An energetic formulation of a one-dimensional model of superelastic SMA

This paper presents an energetic framework for the study of the macroscopic evolution of shape memory alloys (SMA) with softening behavior. It is written for a class of standard rate-independent materials with an internal variable derived from the Drucker–Ilyushin work property. This one-dimensional model is defined by three material functions of the internal variable and one material parameter. The quasi-static evolution is formulated for a one-dimensional bar under traction and is based on two physical principles: a stability criterion which consists in selecting the local minima of the total energy and an energy balance condition which requires the absolute continuity of the total energy. The stability criterion aims to overcome the non-uniqueness issue associated with the intrinsic softening character of SMA while the energy balance condition accounts for evolutions even with possible time discontinuities.

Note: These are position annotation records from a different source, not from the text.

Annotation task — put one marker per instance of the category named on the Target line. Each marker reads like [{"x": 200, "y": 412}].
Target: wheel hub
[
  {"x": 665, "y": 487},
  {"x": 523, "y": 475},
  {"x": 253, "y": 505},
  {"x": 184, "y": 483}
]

While being consistent with the classical Kuhn–Tucker formulation of the phase transformations, such energetic formulation proved to be more suitable than this latter for the study of stress-softening SMA. Both homogeneous and non-homogenous solutions are investigated with respect to this variational evolution problem. Specifically, we show the instability of the homogeneous states for softening materials and construct, in this latter case, a non-homogeneous stable evolution that follows a transformation stress line which corresponds to the Maxwell line of the softening intrinsic behavior.